Omnishambles
He’s basically saying that the move to Proof-of-Stake (PoS) will happen in September. In fact you can track the likely time here, currently suggesting 15 September.
All of that is well and good, but you can’t help feeling that events are rather moving in another direction. We reported last week on the US government blocking mixing service Tornado Cash. This wasn’t such a big deal to begin with but it has set off a cascading sequence of events right across DeFi.
So-called decentralised platforms are rushing to comply with the government’s mandate. To name a few:
- Circle (operator of the largest stablecoin on eth) complied immediately by freezing associated accounts that used the service
- Centralised exchanges Coinbase and Binance froze accounts
- POKT Network, a “decentralised” node provider, complied
- AAVE, a “fully decentralised” community, complied and froze accounts
- Trading platforms dYdX, Maker, Balancer Labs, Uniswap did the same
- Node operators Infura and Alchemy complied
It then got worse. The tainted addresses originally identified by the US government then started sending assets to other addresses, thereby tainting them too. It deliberately targeted addresses known to belong to CEOs of the companies involved in freezing assets. As a result, their own crypto-assets are at risk of being frozen.
All of this has suddenly focused people’s minds on the Ethereum Merge (it’s called the “Merge” because the already running test chain on PoS will merge with the existing Ethereum chain).
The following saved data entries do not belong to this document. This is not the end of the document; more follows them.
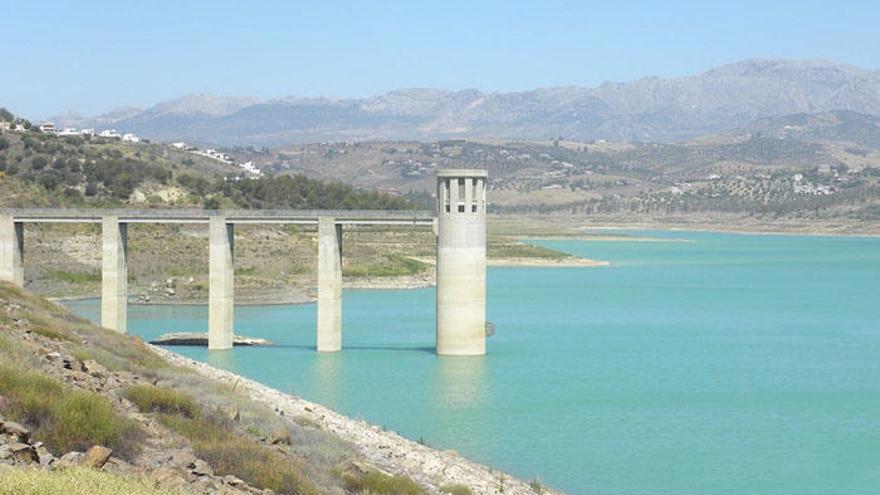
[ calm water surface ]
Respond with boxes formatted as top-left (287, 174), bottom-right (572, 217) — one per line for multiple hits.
top-left (65, 231), bottom-right (880, 495)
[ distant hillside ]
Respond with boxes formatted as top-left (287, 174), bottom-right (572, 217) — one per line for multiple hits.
top-left (736, 110), bottom-right (880, 150)
top-left (0, 120), bottom-right (411, 210)
top-left (237, 135), bottom-right (880, 221)
top-left (50, 58), bottom-right (880, 146)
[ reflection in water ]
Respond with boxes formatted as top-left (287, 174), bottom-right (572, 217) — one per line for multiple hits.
top-left (206, 348), bottom-right (237, 374)
top-left (429, 356), bottom-right (491, 455)
top-left (311, 353), bottom-right (343, 405)
top-left (433, 356), bottom-right (488, 410)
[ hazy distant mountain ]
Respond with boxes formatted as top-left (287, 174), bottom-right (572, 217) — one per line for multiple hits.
top-left (52, 95), bottom-right (259, 132)
top-left (737, 110), bottom-right (880, 150)
top-left (49, 58), bottom-right (880, 146)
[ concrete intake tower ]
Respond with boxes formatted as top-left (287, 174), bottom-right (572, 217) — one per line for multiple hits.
top-left (435, 169), bottom-right (488, 356)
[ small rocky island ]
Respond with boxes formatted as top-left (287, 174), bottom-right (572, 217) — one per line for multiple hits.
top-left (149, 332), bottom-right (271, 346)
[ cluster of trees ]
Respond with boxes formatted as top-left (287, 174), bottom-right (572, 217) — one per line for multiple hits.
top-left (181, 174), bottom-right (412, 210)
top-left (1, 131), bottom-right (172, 199)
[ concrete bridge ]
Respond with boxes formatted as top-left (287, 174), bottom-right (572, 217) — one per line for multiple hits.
top-left (0, 169), bottom-right (489, 355)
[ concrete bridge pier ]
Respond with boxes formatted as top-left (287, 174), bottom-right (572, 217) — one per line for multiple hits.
top-left (101, 216), bottom-right (128, 333)
top-left (436, 169), bottom-right (488, 355)
top-left (0, 215), bottom-right (24, 287)
top-left (317, 217), bottom-right (343, 352)
top-left (208, 216), bottom-right (234, 350)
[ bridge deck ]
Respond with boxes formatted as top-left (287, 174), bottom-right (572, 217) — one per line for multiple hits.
top-left (1, 208), bottom-right (435, 225)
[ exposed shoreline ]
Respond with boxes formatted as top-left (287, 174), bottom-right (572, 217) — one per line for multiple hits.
top-left (46, 253), bottom-right (610, 306)
top-left (578, 222), bottom-right (880, 238)
top-left (150, 344), bottom-right (555, 494)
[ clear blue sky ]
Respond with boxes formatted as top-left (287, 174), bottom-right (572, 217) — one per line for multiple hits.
top-left (2, 0), bottom-right (878, 119)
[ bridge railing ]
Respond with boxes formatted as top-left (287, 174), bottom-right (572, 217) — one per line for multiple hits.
top-left (1, 208), bottom-right (435, 224)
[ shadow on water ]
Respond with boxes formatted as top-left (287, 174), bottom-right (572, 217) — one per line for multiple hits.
top-left (266, 344), bottom-right (437, 354)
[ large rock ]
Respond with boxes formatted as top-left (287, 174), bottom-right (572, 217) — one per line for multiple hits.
top-left (81, 359), bottom-right (109, 378)
top-left (150, 332), bottom-right (271, 347)
top-left (267, 428), bottom-right (291, 446)
top-left (55, 450), bottom-right (83, 469)
top-left (188, 459), bottom-right (214, 477)
top-left (1, 420), bottom-right (30, 442)
top-left (150, 466), bottom-right (192, 492)
top-left (3, 442), bottom-right (38, 464)
top-left (80, 445), bottom-right (113, 468)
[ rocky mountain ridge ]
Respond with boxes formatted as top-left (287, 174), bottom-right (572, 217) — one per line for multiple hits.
top-left (48, 58), bottom-right (880, 147)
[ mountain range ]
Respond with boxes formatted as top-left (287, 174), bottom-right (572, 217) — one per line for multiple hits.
top-left (48, 58), bottom-right (880, 148)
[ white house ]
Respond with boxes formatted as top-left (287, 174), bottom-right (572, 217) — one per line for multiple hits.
top-left (38, 122), bottom-right (56, 133)
top-left (122, 133), bottom-right (140, 143)
top-left (98, 129), bottom-right (121, 139)
top-left (58, 128), bottom-right (80, 136)
top-left (80, 128), bottom-right (95, 136)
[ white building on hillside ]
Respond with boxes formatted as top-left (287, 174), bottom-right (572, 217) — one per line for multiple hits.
top-left (98, 129), bottom-right (121, 139)
top-left (39, 122), bottom-right (56, 133)
top-left (122, 133), bottom-right (140, 143)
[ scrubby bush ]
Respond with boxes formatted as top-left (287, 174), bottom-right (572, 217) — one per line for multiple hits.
top-left (343, 470), bottom-right (425, 495)
top-left (124, 383), bottom-right (317, 495)
top-left (123, 385), bottom-right (200, 418)
top-left (160, 413), bottom-right (318, 495)
top-left (49, 391), bottom-right (141, 457)
top-left (440, 483), bottom-right (474, 495)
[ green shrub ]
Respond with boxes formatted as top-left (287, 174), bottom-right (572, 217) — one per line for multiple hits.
top-left (529, 479), bottom-right (545, 494)
top-left (0, 467), bottom-right (185, 495)
top-left (0, 365), bottom-right (63, 428)
top-left (48, 391), bottom-right (141, 459)
top-left (343, 470), bottom-right (425, 495)
top-left (124, 385), bottom-right (200, 418)
top-left (47, 269), bottom-right (101, 284)
top-left (343, 254), bottom-right (428, 277)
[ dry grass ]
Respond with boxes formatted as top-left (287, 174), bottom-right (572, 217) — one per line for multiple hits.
top-left (0, 466), bottom-right (186, 495)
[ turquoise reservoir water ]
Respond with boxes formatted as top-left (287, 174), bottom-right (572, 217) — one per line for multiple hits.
top-left (64, 231), bottom-right (880, 495)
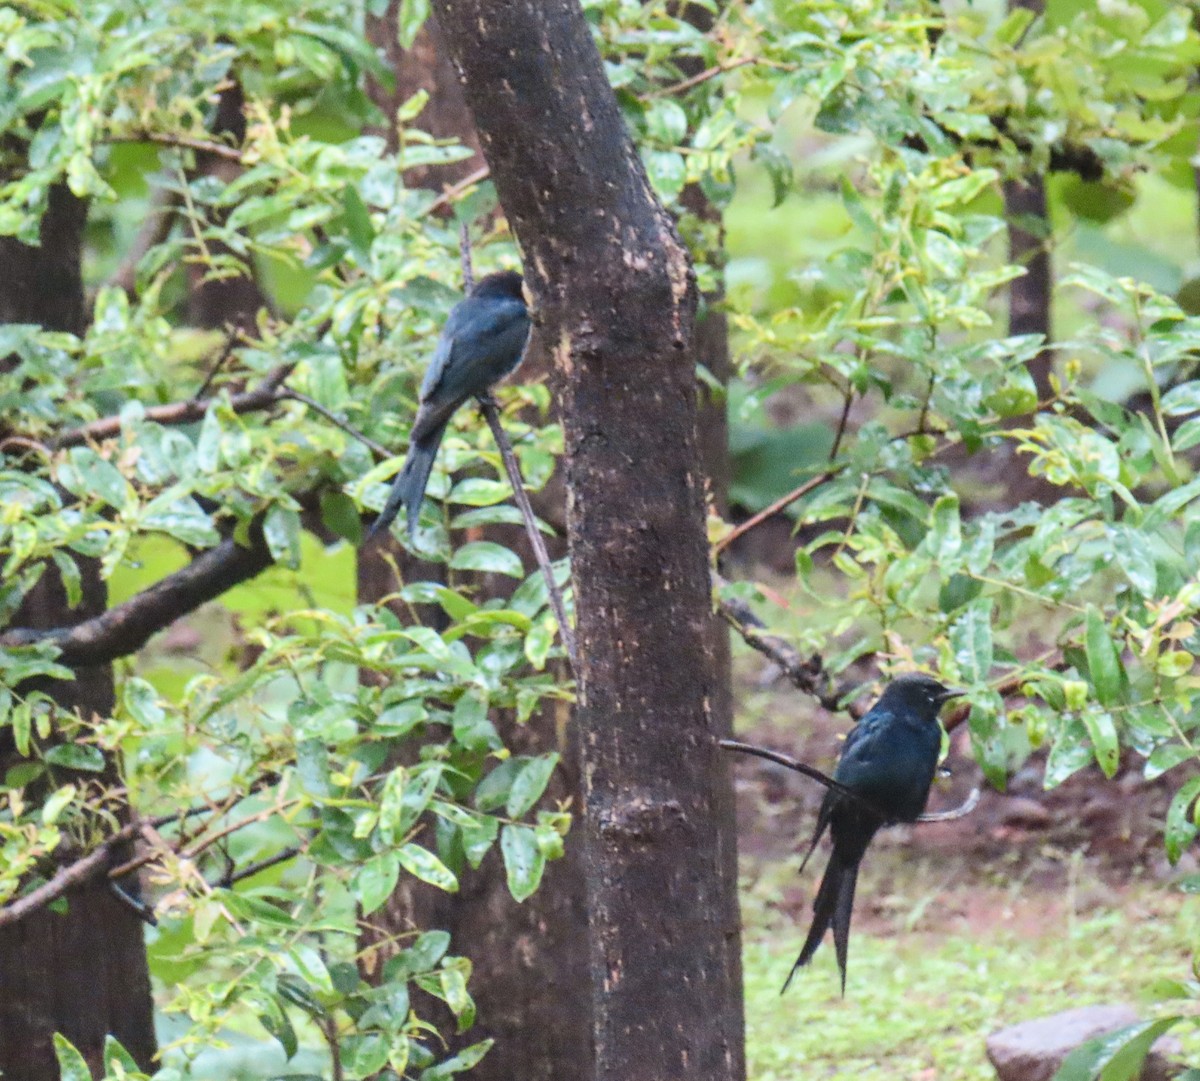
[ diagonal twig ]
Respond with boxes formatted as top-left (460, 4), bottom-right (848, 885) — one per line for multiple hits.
top-left (719, 739), bottom-right (980, 824)
top-left (478, 396), bottom-right (578, 673)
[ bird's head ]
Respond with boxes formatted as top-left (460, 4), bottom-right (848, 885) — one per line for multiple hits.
top-left (877, 673), bottom-right (963, 721)
top-left (470, 270), bottom-right (525, 303)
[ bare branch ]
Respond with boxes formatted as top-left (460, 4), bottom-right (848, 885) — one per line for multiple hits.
top-left (722, 738), bottom-right (980, 824)
top-left (52, 363), bottom-right (293, 449)
top-left (642, 56), bottom-right (790, 100)
top-left (0, 527), bottom-right (274, 666)
top-left (713, 469), bottom-right (840, 555)
top-left (280, 388), bottom-right (391, 459)
top-left (0, 820), bottom-right (141, 930)
top-left (106, 132), bottom-right (244, 162)
top-left (713, 573), bottom-right (855, 715)
top-left (479, 395), bottom-right (578, 673)
top-left (422, 164), bottom-right (491, 219)
top-left (219, 844), bottom-right (302, 887)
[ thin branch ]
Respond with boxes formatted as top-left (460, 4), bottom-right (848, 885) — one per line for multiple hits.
top-left (918, 787), bottom-right (981, 822)
top-left (459, 221), bottom-right (475, 291)
top-left (829, 387), bottom-right (854, 462)
top-left (713, 573), bottom-right (852, 714)
top-left (719, 739), bottom-right (872, 807)
top-left (0, 526), bottom-right (275, 666)
top-left (0, 820), bottom-right (141, 930)
top-left (902, 114), bottom-right (1106, 182)
top-left (52, 363), bottom-right (293, 448)
top-left (108, 879), bottom-right (158, 925)
top-left (479, 395), bottom-right (578, 673)
top-left (713, 469), bottom-right (841, 555)
top-left (423, 164), bottom-right (491, 219)
top-left (107, 132), bottom-right (244, 162)
top-left (219, 844), bottom-right (302, 887)
top-left (280, 389), bottom-right (390, 459)
top-left (192, 328), bottom-right (242, 401)
top-left (720, 739), bottom-right (980, 824)
top-left (642, 56), bottom-right (791, 100)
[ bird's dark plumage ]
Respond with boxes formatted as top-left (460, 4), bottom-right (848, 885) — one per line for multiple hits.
top-left (371, 270), bottom-right (530, 539)
top-left (785, 673), bottom-right (961, 995)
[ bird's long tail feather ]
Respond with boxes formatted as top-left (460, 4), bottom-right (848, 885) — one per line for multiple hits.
top-left (368, 422), bottom-right (447, 539)
top-left (783, 853), bottom-right (859, 996)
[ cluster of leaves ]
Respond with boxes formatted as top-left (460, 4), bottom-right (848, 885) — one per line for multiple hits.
top-left (1, 0), bottom-right (573, 1077)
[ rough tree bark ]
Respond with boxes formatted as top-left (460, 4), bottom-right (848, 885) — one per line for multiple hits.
top-left (358, 12), bottom-right (593, 1079)
top-left (431, 3), bottom-right (744, 1078)
top-left (1005, 0), bottom-right (1053, 400)
top-left (0, 186), bottom-right (157, 1080)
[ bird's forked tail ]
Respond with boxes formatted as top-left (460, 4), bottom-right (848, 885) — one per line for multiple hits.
top-left (368, 423), bottom-right (447, 540)
top-left (782, 851), bottom-right (859, 997)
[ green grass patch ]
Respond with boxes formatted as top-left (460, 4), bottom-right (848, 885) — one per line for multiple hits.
top-left (744, 884), bottom-right (1200, 1079)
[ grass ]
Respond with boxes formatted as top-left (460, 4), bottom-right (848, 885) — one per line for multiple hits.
top-left (741, 862), bottom-right (1200, 1080)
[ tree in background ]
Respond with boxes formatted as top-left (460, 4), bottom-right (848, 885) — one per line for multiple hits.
top-left (4, 1), bottom-right (1200, 1080)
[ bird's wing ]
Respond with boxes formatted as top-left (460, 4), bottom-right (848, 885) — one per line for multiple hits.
top-left (419, 296), bottom-right (528, 404)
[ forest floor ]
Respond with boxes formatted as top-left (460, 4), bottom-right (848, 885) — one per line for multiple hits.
top-left (730, 647), bottom-right (1200, 1080)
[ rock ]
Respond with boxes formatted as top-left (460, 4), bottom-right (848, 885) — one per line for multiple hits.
top-left (998, 796), bottom-right (1052, 830)
top-left (986, 1004), bottom-right (1183, 1081)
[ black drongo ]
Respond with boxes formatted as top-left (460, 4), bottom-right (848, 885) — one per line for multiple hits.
top-left (370, 270), bottom-right (530, 539)
top-left (785, 673), bottom-right (961, 995)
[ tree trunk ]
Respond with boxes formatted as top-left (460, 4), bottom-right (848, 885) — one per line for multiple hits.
top-left (1005, 0), bottom-right (1052, 399)
top-left (185, 78), bottom-right (270, 331)
top-left (1005, 176), bottom-right (1052, 398)
top-left (0, 186), bottom-right (157, 1080)
top-left (432, 4), bottom-right (744, 1078)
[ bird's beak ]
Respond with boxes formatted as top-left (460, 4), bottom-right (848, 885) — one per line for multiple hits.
top-left (938, 689), bottom-right (966, 707)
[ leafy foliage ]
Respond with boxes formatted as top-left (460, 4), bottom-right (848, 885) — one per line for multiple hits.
top-left (5, 0), bottom-right (1200, 1075)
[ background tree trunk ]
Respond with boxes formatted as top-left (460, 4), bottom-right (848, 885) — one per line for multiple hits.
top-left (1005, 0), bottom-right (1053, 399)
top-left (0, 186), bottom-right (157, 1080)
top-left (358, 11), bottom-right (594, 1080)
top-left (432, 3), bottom-right (745, 1078)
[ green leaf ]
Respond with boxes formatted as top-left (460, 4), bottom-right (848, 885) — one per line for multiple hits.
top-left (398, 0), bottom-right (431, 48)
top-left (1052, 1017), bottom-right (1182, 1081)
top-left (440, 963), bottom-right (475, 1031)
top-left (51, 551), bottom-right (82, 608)
top-left (52, 1034), bottom-right (92, 1081)
top-left (288, 943), bottom-right (334, 995)
top-left (263, 505), bottom-right (302, 568)
top-left (927, 495), bottom-right (962, 562)
top-left (43, 743), bottom-right (105, 772)
top-left (500, 823), bottom-right (545, 902)
top-left (448, 478), bottom-right (510, 506)
top-left (1045, 716), bottom-right (1093, 789)
top-left (449, 541), bottom-right (524, 578)
top-left (1081, 709), bottom-right (1119, 778)
top-left (460, 813), bottom-right (498, 869)
top-left (64, 447), bottom-right (130, 510)
top-left (101, 1036), bottom-right (140, 1075)
top-left (1109, 526), bottom-right (1157, 597)
top-left (1145, 743), bottom-right (1193, 780)
top-left (1085, 606), bottom-right (1124, 706)
top-left (41, 783), bottom-right (76, 825)
top-left (123, 677), bottom-right (164, 727)
top-left (949, 598), bottom-right (994, 684)
top-left (398, 843), bottom-right (459, 892)
top-left (320, 489), bottom-right (362, 544)
top-left (1166, 776), bottom-right (1200, 863)
top-left (419, 1039), bottom-right (494, 1080)
top-left (475, 758), bottom-right (521, 812)
top-left (506, 753), bottom-right (559, 817)
top-left (356, 852), bottom-right (401, 915)
top-left (341, 186), bottom-right (375, 265)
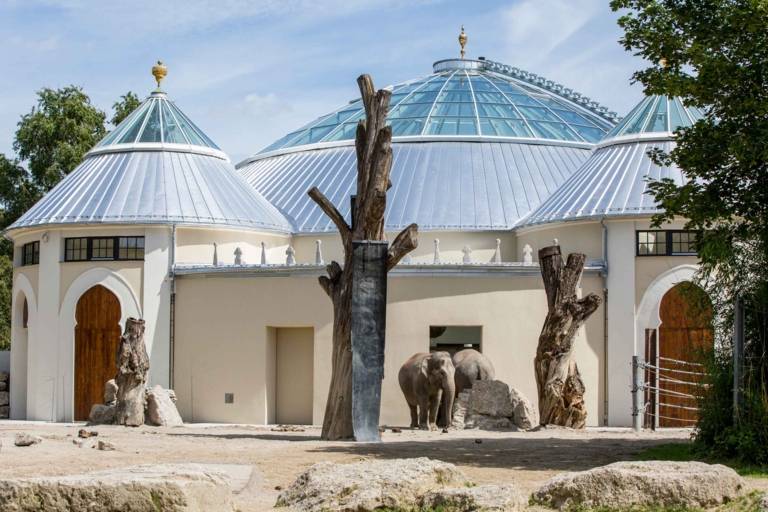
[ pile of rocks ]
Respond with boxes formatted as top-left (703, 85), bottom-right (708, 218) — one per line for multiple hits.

Post-Merge the direction of the protocol will be determined by the largest holders of ETH; that is what Proof-of-Stake means.
If you look at those that have staked into the new protocol, 66% of them have already complied with the OFAC sanctions on Tornado Cash.
What does it mean? Simply that under the new consensus mechanism, we know the US government can censor any transaction they want.
It might be very good for the ETH price, because now the government knows they can control it, why not let Ethereum run?
It is not decentralised though. Increasingly, it’s a database controlled by US-based entities. Plenty of those have performed spectacularly, so if you’re in it for the money it might be good. If you’re in it for the decentralisation you might need to look elsewhere.
For more on the long-term outlook for Ethereum, see Dan’s article for Livewire.
0%
There was much outcry after this one. So removed from the lived experience of Americans was the 0% clarion call.
It happened to be true though, in the absolute sense. The June CPI was 8.5% (on an annualised basis) while the July CPI was 8.3% (annualised). The absolute change in the price index in July was flat over the 31 days, which caused the cumulative 12 month figure to fall. Are you following? 350 million Americans certainly are not.
Anyway, via semantic gymnastics you get to 0% inflation; which is actually 8.3% annually and not really very good at all.
Imagine the roundings and spreadsheet devilry they used at the bureau of statistics to get to zero. Here they are hard at work.
Armchair enthusiast
Prudential Investment Management (now PGIM) has somewhere in the realm of $1.5 trillion in assets under management. They released an investment report this week on bitcoin. Throughout they called out some specific areas of concern (and only areas of concern).
‘Bitcoin has an unstable price, is a poor medium of exchange and is rarely used outside the crypto- native realm as a unit of account.’
‘Central bank digital currencies are not a distant prospect: China has already launched the e-CNY.’
‘Bitcoin’s high transaction fees are an intrinsic outcome of the highly secure and decentralized structure of its blockchain.’
‘Despite the investment mythology surrounding bitcoin it does not currently offer an attractive proposition for investors.’
The criticisms are fine but you might reasonably expect a more nuanced view from the 41 contributors who wrote the report.
Then I happened upon this one man tour de force by Andrej Karpathy. He is the former head of AI at Tesla, a post he left in June. He obviously has an interest in bitcoin and some time on his hands.
Nice waffle Andrej, but then what? Well then he manually creates, signs and sends a bitcoin transaction from scratch in his own code, which he also shares over pages and pages of well explained technical enthusiasm. In so doing he demonstrates a large part of the value proposition; anyone can single handedly transact value on the internet and that reality will last forever and likely grow. The bigger picture wasn’t lost on him.
Who will be right? The armchair genius who actually went to the effort to understand what is going on, or the 41 person copy paste team at Prudential?
The Inflation Reduction Act
On page 17 of the Treasury report accompanying the Act was a chart showing almost $80 billion in new resources for the Internal Revenue Service. Joyously, this will allow for the hiring of an additional 86,852 full-time employees. What better way to reduce inflation than to collect additional tax that cannot then be spent in an inflationary way?
Euro-Trash
Christine is still away. But even in her absence she never lets us down.
It’s 35 degrees, the sun is belting off the Mediterranean and beer is flowing like the Amazon in flood. Oh look! Everyone is about to go water skiing.
“Would you like to join us?”
“No. I’m listening to podcasts about inflation, climate change and female economic empowerment.”